La première riposte des constructeurs allemands a consisté à équiper leurs véhicules de moteurs hybrides rechargeables qui, nominalement, font baisser les émissions de CO2 en affichant des chiffres flatteurs selon la norme WLTP. L’expérience démontre toutefois que pour y parvenir réellement, il faut avoir la discipline de recharger régulièrement les batteries pour privilégier l’utilisation du moteur électrique. Mais pour les véhicules de flotte, cette discipline est rarement démontrée ; de fait une voiture hybride rechargeable en mode essence ne présente aucun intérêt et pèse plus lourd qu’un véhicule simplement essence. L’Institut Fraunhofer a démontré en juillet 2022 que les consommations réelles des hybrides rechargeables éraient trois fois supérieures aux données publiées par les constructeurs et cinq fois supérieures pour les véhicules de fonction. De fait, les gouvernements tendent à réduire, voire supprimer, les aides fiscales sur ces véhicules, qui feront l’objet de normes plus strictes en 2025. En Allemagne, le marché des hybrides rechargeables, non subventionné,a chuté de 45% au premier trimestre 2023. En Chine les hybrides rechargeables restent subventionnées, et la demande est en croissance, mais les véhicules chinois sont préférés aux véhicules allemands, leur part étant tombée de 34% à 7% au premier trimestre 2023. 

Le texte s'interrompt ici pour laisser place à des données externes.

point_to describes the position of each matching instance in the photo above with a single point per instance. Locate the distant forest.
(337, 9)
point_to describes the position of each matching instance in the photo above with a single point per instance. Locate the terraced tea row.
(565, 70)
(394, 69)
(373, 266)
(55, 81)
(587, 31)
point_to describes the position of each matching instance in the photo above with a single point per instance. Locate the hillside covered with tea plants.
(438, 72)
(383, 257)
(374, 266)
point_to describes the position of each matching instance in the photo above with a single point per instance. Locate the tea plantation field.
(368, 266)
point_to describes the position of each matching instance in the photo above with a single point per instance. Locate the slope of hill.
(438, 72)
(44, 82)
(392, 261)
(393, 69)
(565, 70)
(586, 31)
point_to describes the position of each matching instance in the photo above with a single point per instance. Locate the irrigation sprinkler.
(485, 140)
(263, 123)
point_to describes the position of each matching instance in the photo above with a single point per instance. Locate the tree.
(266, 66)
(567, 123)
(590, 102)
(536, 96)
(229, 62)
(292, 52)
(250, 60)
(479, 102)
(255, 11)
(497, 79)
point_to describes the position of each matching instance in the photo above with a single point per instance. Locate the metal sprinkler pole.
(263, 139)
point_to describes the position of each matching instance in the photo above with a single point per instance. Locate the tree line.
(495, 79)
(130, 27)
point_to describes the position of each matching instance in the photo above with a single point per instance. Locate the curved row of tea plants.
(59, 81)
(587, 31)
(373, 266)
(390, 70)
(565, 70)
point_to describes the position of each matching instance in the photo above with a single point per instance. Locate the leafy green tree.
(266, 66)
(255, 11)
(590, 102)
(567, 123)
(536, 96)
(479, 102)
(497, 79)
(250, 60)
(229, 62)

Il faut donc évidemment développer des véhicules entièrement électriques qui offrent les mêmes prestations de confort et de luxe, mais imposent une maitrise parfaite des batteries et des moteurs qui n’était pas dans le cœur de métier de ces motoristes thermiques au sommet de leur art.

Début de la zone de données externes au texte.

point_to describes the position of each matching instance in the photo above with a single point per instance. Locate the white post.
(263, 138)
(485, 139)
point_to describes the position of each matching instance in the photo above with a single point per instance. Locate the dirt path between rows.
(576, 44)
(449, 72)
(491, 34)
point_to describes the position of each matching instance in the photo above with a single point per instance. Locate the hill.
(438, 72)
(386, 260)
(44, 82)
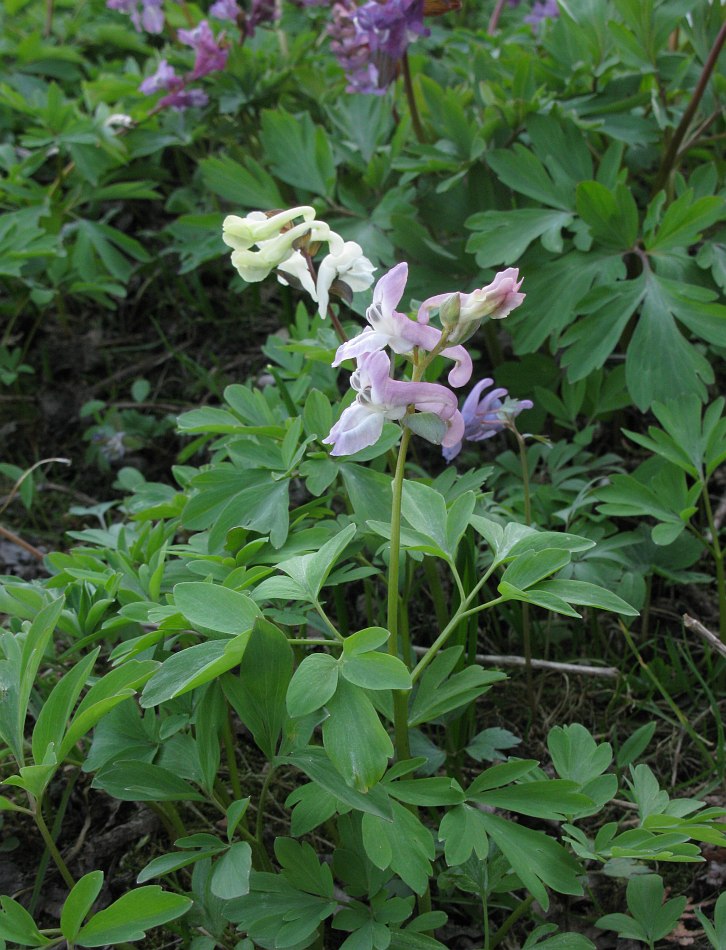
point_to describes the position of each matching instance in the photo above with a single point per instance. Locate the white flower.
(241, 233)
(345, 262)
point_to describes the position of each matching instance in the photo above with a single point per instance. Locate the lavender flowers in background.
(225, 10)
(369, 41)
(210, 57)
(145, 15)
(542, 10)
(485, 416)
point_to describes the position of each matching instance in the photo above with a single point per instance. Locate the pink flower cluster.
(380, 397)
(210, 56)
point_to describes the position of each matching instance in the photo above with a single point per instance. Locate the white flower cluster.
(263, 242)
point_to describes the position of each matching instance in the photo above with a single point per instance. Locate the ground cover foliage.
(257, 686)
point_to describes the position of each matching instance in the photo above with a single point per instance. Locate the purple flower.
(261, 11)
(163, 78)
(485, 417)
(182, 99)
(225, 10)
(379, 398)
(396, 330)
(149, 17)
(370, 40)
(210, 55)
(542, 10)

Le groupe Volkswagen, piqué au vif par le Diesel Gate, a été le premier à engager une offensive massive de réorientation de ses gammes vers l’électrique, s’appuyant notamment sur sa connaissance du marché chinois. Mercedes s’est engagé plus tard avec sa gamme EQ  comme BMW, pionnier avec l’i3 lancée en 2013, qui propose désormais sa gamme complète de berlines électriques. Toutefois les constructeurs allemands n’ont pas réussià convaincre les consommateurs chinois des vertus de leurs véhicules hybrides rechargeables, et, ce qui est plus grave pour le longe terme, de leurs véhicules électriques ; les constructeurs chinois qui ont parié sur cette technologie et y démontrent un savoir-faire remarquable – pour 20 000 €, la berline BYD Qin Plus dispose de 120 km d’autonomie en hybride électrique contre 60 km pour le modèle équivalent de VW - dominent leur marché domestique. Volkswagen est ainsi passé de 17% du marché chinois des hybrides rechargeable en 2021 à 2,8% en 2023. 

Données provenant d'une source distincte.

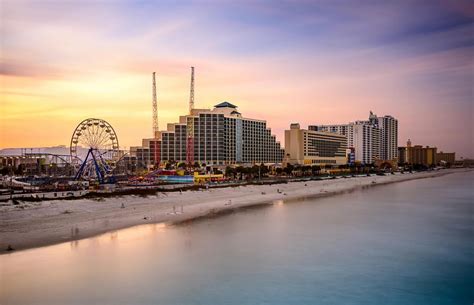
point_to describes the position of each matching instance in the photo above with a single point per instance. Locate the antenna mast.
(155, 109)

Enfin, il faut souligner que refusant d’abandonner le moteur thermique à carburant liquide, quelques constructeurs, comme Porsche et Ferrari s’accrochent à une alternative à base de carburants de synthèse modernes ne rentrant pas en concurrence avec les productions agricoles, le e-fuel, qui est un carburant de synthèse produit par combinaison de l'hydrogène, issu de l'électrolyse de l'eau, et de monoxyde de carbone, produit à partir du CO2 émis dans les processus industriels ou capté dans l'air, pour produire un hydrocarbure aux mêmes propriétés que l'essence. Cette technique, qui utilise de l'électricité, mais renouvelable, réduirait de 90% la production de CO2. Cette technologie se heurte à un problème technique, leur production et leur distribution en volume suffisant, et leur prix, plusieurs fois supérieur au carburant fossile qu'elles peuvent remplacer. Le carburant produit, neutre en CO2, n'est pas exempt de toxicité.  Ce serait donc une alternative intéressante sur le plan environnemental s’il était possible de produire de façon économique et en volume ces carburants « décarbonés ». Porsche ou BMW financent des recherches pour produire des e-carburants de façon compétitive tout en continuant leurs efforts pour les véhicules électriques à batteries. Mais il n’est pas aujourd’hui réaliste d’imaginer à grande échelle l’utilisation de ces carburants alors que la production en sera limitée et coûteuse.

Il est donc fort à craindre que l’industrie automobile allemande ait beaucoup plus perdu dans le Diesel Gate que les milliards d’amendes et d’indemnités qu’elle a dû payer aux gouvernements et à ses clients. Elle y a perdu sa crédibilité technique et son aura de confiance.